Por Danilo Corci
Ela é lourinha, britânica, protégé de gravadora (Mute), tem uma voz peculiar, que a muitos lembrará Björk, é novinha de tudo, 22 anos (ainda que o padrão atual já a considere “velhinha”), adora crossmedia e está conquistando corações e mentes na Inglaterra. Polly Scattergood acaba de colocar no mercado o disco que leva seu nome e a imprensa inglesa aproveitou para rotulá-la de um cruzamento entre Björk e Tori Amos.
Bizarro então? Talvez. Ao ouvi-la de maneira perdida, não é difícil em pensar que se está ouvindo uma nova canção de uma das duas cantoras. Mas Polly tem um jeito único e diferente de se posicionar – seu flerte com a veia pop é inegável – sempre há um fundinho que flerta com o eletrônico de FM. O que torna, então, Polly uma artista para se prestar atenção? A resposta é simples: falta de compromisso. Querendo saber um pouco mais sobre isso, eu conversei com Polly via e-mail para entender um pouco melhor esse “fenômeno”.
A questão é simples. Pense bem, hoje ser singer/songwriter (cantora/compositora) é um mérito, críticos se derramam, público fiel é arrebatado, mesmo quando muita destas SS sejam malas de dar dó. Polly Scattergood parece ser bem consciente do que faz, parece não ligar muito para essa carga “Fiona Apple” de ser, mesmo que, ao se apresentar ao público de língua portuguesa, ela confirme a regra: “Eu diria que eu sou uma musicista do Reino Unido, escrevo minhas próprias músicas e as cantos. Adoro fazer experiências com sons diferentes e acabei de lançar meu primeiro disco”.
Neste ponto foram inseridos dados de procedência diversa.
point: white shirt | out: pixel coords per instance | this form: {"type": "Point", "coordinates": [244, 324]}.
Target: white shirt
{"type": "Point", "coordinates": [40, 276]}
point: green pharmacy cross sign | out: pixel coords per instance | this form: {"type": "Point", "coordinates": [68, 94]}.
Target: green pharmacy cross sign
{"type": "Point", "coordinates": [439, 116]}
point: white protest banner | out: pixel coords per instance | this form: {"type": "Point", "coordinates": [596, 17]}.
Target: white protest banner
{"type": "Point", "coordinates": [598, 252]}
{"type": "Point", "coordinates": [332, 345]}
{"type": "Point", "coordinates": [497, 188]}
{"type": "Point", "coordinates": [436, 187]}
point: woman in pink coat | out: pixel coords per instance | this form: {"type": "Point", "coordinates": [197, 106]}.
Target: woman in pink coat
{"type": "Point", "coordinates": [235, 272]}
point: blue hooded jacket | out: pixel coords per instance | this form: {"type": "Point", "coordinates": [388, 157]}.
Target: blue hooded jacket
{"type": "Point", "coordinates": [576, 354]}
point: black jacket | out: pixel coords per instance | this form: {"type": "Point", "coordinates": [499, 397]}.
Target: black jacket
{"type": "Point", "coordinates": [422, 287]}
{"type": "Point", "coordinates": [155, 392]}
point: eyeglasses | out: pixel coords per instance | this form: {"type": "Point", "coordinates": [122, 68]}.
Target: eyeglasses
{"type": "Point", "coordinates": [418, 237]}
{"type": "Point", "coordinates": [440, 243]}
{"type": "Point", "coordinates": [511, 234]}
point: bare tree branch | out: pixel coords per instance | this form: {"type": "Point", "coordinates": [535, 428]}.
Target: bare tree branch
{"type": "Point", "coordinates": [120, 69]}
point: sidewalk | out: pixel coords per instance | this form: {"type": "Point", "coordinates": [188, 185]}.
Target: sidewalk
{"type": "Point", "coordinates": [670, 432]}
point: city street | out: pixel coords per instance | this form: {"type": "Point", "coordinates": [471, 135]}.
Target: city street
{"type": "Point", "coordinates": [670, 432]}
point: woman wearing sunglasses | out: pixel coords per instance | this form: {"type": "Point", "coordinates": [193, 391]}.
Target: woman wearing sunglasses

Mas então, o que quer doce Polly? “A música sempre esteve comigo, havia um piano em casa e compus minha primeira canção aos doze anos.”. Séria síndrome de Maysa? Polly nem tem tamanha ousadia, seu jeito de enxergar música é mais calcado na ironia do que na raiva. “Humor negro para mim é essencial e isso vem de poesias criadas por gente como Leonard Cohen e de séries de TV como Six feet under. Sou atraída pelo humor negro, não sei bem por quê. Acho que o mundo é tão estranho que, às vezes, devemos tentar ver algum humor na coisa toda.”. E é justamente neste humor que Polly se afasta de maneira radical de suas companheiras de singers/songwriters. Enquanto boa parte delas veneram o sofrimento ou exprimem uma revolta despudorada, ela resolve tirar sarro, como logo na abertura de “Crystal breaks”: “Você já se perguntou porque nós nunca viramos um casal? Nós bebemos muito gin, nós bebemos muito gin.” – e isso em uma canção sobre a falência de um relacionamento.
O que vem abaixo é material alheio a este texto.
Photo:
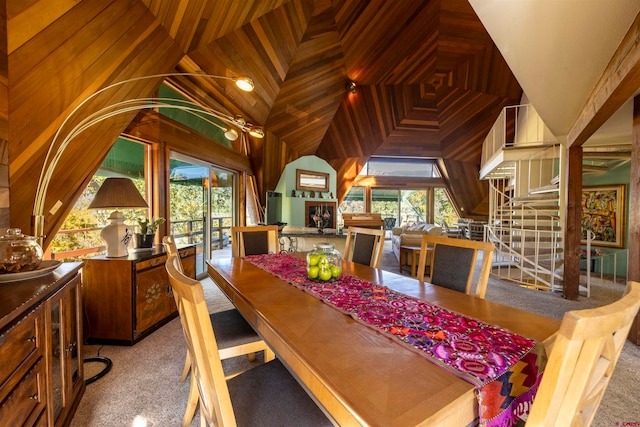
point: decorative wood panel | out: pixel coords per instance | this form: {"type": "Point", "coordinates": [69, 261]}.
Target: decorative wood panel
{"type": "Point", "coordinates": [430, 82]}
Mas ai vem os rótulos óbvios de björquismo e que, também obviamente, ela finge não se atentar: “Eu não ligo. As pessoas tem essa necessidade de rotular e colocar em caixas as coisas e, por mim, tudo bem, desde que elas não se importem se eu resolver sair de uma das caixas para entrar em outra.”. Mas o tributo à islandesa transparece quando ela afirma: “Eu sou uma musicista e a ideia de ficar presa numa única caixa me assusta. Eu quero experimentar, fazer coisas diferentes e, eventualmente, até errar.”. Neste aspecto, os que a rotulam de Björk inglesa não estão errados, afinal experimentalismos são a marca registrada de Björk. E o tom de lamento de canções como “Breathe in breath out”, pontuada por acordes lindíssimos de piano fazem a remissão direta à Tori Amos, com um filtro antiangústia latente que a norte-americana tem de melhor. E neste universo híbrido que Polly transita, sua música soa original e distante o suficiente das inspirações. Sobra até espaço para uma pequena piada, se assim você quiser ler a canção “Bunny club” assim: “Chame-me de falsa, senhor, você pode. Você pode me chamar de fraude, pode até me chamar de puta, se quiser”.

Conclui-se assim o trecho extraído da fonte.